Australian director Sean Byrne has been heralded for his 2009 film The Loved Ones, and film fans have been dying of anticipation for his next project. The Devil’s Candy is well worth the wait.
In an interview with Under The Gun, Byrne was quoted as saying, “If you don’t care, you don’t scare.” For people who turn up their noses at horror movies, this motto might come as a surprise. For horror junkies, though, this sentiment is music to our ears, and in Byrne’s case, that music is heavy metal and played at an ear-splitting volume in The Devil’s Candy.

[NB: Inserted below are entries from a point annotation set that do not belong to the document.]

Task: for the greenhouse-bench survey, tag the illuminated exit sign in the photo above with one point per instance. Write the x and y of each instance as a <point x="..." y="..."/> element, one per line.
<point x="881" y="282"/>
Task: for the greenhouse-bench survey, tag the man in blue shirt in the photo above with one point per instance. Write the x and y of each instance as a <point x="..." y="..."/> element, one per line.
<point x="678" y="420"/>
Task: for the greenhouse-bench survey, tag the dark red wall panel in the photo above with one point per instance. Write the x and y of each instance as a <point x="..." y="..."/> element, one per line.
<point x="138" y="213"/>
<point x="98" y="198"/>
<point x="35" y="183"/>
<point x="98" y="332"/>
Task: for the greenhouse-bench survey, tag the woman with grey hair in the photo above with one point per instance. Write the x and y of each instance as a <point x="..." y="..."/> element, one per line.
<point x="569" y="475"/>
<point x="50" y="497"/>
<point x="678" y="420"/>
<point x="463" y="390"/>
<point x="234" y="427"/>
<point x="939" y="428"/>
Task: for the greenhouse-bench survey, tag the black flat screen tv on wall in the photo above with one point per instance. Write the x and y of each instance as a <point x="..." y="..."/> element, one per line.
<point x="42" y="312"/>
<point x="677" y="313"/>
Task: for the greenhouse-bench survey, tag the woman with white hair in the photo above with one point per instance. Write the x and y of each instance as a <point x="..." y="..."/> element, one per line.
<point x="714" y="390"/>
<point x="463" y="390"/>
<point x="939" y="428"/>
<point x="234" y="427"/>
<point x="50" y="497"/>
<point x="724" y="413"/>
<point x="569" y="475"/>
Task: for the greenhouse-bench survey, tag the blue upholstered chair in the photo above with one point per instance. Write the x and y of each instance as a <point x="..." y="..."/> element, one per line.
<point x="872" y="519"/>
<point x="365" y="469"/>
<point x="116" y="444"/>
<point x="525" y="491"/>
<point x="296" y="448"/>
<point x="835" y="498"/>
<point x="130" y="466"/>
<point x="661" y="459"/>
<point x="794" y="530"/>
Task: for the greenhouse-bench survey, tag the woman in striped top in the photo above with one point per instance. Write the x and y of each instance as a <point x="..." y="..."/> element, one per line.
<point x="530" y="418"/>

Ethan Embry is Jesse, a painter who is struggling with both artistic inspiration and a precarious financial situation. He and his stylist wife Astrid (Shiri Appleby), along with their teenaged daughter Zooey (delightful newcomer Kiara Glasco), move into a dirt-cheap house out in the middle of rural Texas. Anyone who’s been to rural Texas, especially in the summer, might question this decision. The house, however, has a giant barn that Jesse can use as a studio, and it has a much more tranquil atmosphere than the family’s previous cramped apartment. The catch? A couple of old people died there.
That may sound like a horror movie cliché, but The Devil’s Candy isn’t one at all. For one, the family of Jesse, Astrid, and Zooey is so tight-knit that you immediately fall in love with them. They’re not perfect, but they’re relatable, and the strong father/daughter bond between hardcore metalheads Jesse and Zooey is believable and adorable.

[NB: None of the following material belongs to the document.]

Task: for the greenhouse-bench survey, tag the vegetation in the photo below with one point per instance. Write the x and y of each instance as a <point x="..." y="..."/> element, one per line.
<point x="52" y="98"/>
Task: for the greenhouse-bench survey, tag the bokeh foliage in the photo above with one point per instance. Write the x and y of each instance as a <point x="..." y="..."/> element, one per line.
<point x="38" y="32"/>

Secondly, The Devil’s Candy avoids the trap of good vs. evil, presenting a story in which actions are terrible, and not necessarily people. The evil in this film isn’t black and white and even during moments of resolution, there’s no corny message of redemption or triumph, just flawed human beings struggling to survive in a terribly imperfect world.
Finally, the idea of a haunted house is turned on its head in The Devil’s Candy. There is haunting to be found, but there is no Indian burial ground, no Satanic cult members lurking in the dark corridors of the hallways. There is just madness, mayhem, and murder.

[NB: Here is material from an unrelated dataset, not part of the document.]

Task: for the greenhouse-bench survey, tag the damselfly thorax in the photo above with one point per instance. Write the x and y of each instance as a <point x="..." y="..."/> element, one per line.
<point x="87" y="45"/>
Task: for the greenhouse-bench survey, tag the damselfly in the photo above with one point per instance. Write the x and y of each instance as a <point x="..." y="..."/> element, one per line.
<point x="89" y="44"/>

This isn’t to say that The Devil’s Candy is some shallow slasher film because it isn’t. It plays on real-life fears and reel-life tropes to create a terrifying, suspenseful tale that resonates deeply. It even throws a few sly self-referential jokes at the audience. It also portrays metal fans with the kind of accuracy that could only come from a true fan of the genre, in this case, writer/director Sean Byrne. This means that The Devil’s Candy has a truly killer soundtrack in addition to more than a few horrific moments and most importantly, an abundance of heart.